第12回(平成27年度)日本学術振興会賞の受賞者決定について

第12回(平成27年度)日本学術振興会賞受賞者

photo_植村 卓史
植村 卓史
(ウエムラ タカシ)
UEMURA Takashi



生年 1974年 出身地 奈良県
現職 京都大学大学院工学研究科 准教授
(Associate Professor, Graduate School of Engineering, Kyoto University)
専門分野 錯体化学、高分子化学、ナノ空間材料
略歴

1997年
1999年
2001年
2002年
2002年
2002年
2007年
2010年

京都大学工学部卒
京都大学大学院工学研究科修士課程修了
日本学術振興会特別研究員-DC(2002年からPD)
京都大学大学院工学研究科博士課程修了
博士(工学)の学位取得(京都大学)
京都大学大学院工学研究科助手
京都大学大学院工学研究科助教
京都大学大学院工学研究科准教授(現在に至る)

授賞理由
「ナノ空間を利用した精密重合法の開発と特異な物性発現」
(Creation of Functional Polymers Using Coordination Nanospaces)

  高分子の構造を精密に制御可能な合成法の開発は、われわれの生活を豊かにする新しい高分子材料の創出にもつながり、高分子化学や材料化学における大きな研究課題の一つである。
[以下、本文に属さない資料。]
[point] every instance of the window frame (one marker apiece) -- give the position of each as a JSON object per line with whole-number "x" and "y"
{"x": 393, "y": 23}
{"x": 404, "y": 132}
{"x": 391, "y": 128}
植村卓史氏は、生体高分子がつかさどるナノ空間での生体反応の仕組みに学び、金属イオンと配位子を精巧に組み合わせることにより、独自のナノサイズの反応容器を構築した。この反応容器の中で種々のモノマーを重合することで、これまでの合成法では困難であった、立体規則性や反応位置の制御、配向制御された高分子を合成することに成功した。さらに、ナノ空間の反応容器に拘束された高分子がバルク状態とは大きく異なる物性を示すことを見出すとともに、光導電性の飛躍的な向上やガスセンサーへの応用にも成功している。
  このように、植村氏の研究の着眼点は非常に独創的で、材料科学全般に大きな波及効果をもたらす研究を展開している。錯体化学や高分子化学を先導し、さらに新たな分野を開拓しうる研究者として、今後の発展、貢献が期待されている。